Tuesday August 30, 2011


This is a story of how a full-time corporate sales executive became an author with the help of a character named Danny Dollar and a dream.

"I never aspired to become a writer," said Tyrone "Ty" Allan Jackson. Born and raised in Bronx, N.Y., he and his wife Martique, who was raised in the Berkshires, moved to Pittsfield eight years ago. They have three children between the ages of 8 and 14: Alia, Ajayi and Aja.

"As an African-American male and father, I am always looking for books for my kids. They all love to read very much, but it's hard to find literature that relates to them with characters that look like them," Jackson said.

"For example, my son loves to read popular books like ‘Diary of a Wimpy Kid' and ‘The Adventures of Captain Underpants.' They're the goofy, fun, upbeat books but the characters don't look like him. After much looking around, I've found that most books that had children characters that were African-American were about very heavy topics like slavery and Jim Crow law," said Jackson.

In further research, Jackson also learned that the average professional athlete often goes broke and files for bankruptcy after leaving their pro sports league.

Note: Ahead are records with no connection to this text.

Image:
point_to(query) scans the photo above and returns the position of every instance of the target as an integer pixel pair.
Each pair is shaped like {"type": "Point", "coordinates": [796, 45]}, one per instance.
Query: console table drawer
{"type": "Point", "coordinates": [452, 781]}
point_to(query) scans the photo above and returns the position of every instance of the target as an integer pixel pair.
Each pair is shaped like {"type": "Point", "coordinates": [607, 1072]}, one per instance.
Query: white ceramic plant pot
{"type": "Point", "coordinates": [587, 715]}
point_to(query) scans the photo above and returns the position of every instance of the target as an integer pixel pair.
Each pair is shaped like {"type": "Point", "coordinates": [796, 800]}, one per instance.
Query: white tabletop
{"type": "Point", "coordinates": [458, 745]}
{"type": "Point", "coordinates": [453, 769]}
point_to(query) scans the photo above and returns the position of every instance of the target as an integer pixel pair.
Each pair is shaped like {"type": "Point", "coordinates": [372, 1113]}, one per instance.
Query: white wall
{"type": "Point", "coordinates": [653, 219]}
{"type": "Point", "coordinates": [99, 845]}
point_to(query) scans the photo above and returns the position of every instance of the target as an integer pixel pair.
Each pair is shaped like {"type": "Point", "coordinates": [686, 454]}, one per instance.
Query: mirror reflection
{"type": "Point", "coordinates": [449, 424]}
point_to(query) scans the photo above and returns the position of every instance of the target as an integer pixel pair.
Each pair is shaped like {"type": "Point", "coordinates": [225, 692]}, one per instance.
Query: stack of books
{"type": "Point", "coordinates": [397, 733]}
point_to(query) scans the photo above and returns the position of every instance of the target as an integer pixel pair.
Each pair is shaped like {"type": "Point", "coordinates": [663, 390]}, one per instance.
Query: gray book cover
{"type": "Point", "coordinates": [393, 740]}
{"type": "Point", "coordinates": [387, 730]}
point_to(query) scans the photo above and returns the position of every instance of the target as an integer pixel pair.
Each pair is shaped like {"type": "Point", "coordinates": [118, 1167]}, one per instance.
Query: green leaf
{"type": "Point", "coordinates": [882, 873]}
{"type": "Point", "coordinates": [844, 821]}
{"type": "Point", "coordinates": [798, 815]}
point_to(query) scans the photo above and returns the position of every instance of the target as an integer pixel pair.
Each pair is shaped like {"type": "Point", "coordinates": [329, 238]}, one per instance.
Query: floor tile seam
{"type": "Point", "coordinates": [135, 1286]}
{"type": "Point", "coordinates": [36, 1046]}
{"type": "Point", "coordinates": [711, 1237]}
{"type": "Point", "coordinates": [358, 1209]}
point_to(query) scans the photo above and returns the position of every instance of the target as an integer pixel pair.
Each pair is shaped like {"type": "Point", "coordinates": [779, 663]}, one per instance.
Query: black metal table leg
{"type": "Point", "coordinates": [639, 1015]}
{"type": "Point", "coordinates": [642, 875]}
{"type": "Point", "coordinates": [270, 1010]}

"Look at Antoine Walker, who played for the Celtics and made more than $100 million. Now he's broke and playing over seas. It's a shame. But there are a lot of people who, as a child, didn't understand or respect the power of money," Jackson said.

So three years ago, while working as a full-time corporate sales executive, Jackson began writing a story about a fun-loving child who loves basketball, hip-hop music, and plans to make big money by starting a lemonade stand. Through the experience, Danny Dollar encounters neighborhood bullies, funny mishaps and also learns about being an entrepreneur.

Jackson fielded the book to 150 publishers, all whom turned the book down.

Instead of giving up, the author began researching how to start his own publishing company. Together, with his wife, sister-in-law and author Nick Davies and artist Jonathan Shears, they founded Big Head Books; it's so named after his daughter Alia's philosophy that being told she has a big head means she's got a big brain.

In January of this year, Danny Dollar went to press. The author also recently made a deal with Carver Federal Savings Bank in Harlem, N.Y., where the bank will be reaching out to area community centers and schools to sign kids up for savings accounts and distribute free copies of the book.

Last month, Jackson published his second book, "When I Close My Eyes," a book designed to teach pre-kindergarten-aged children about the power of imagination. He's also working on a Danny Dollar follow-up.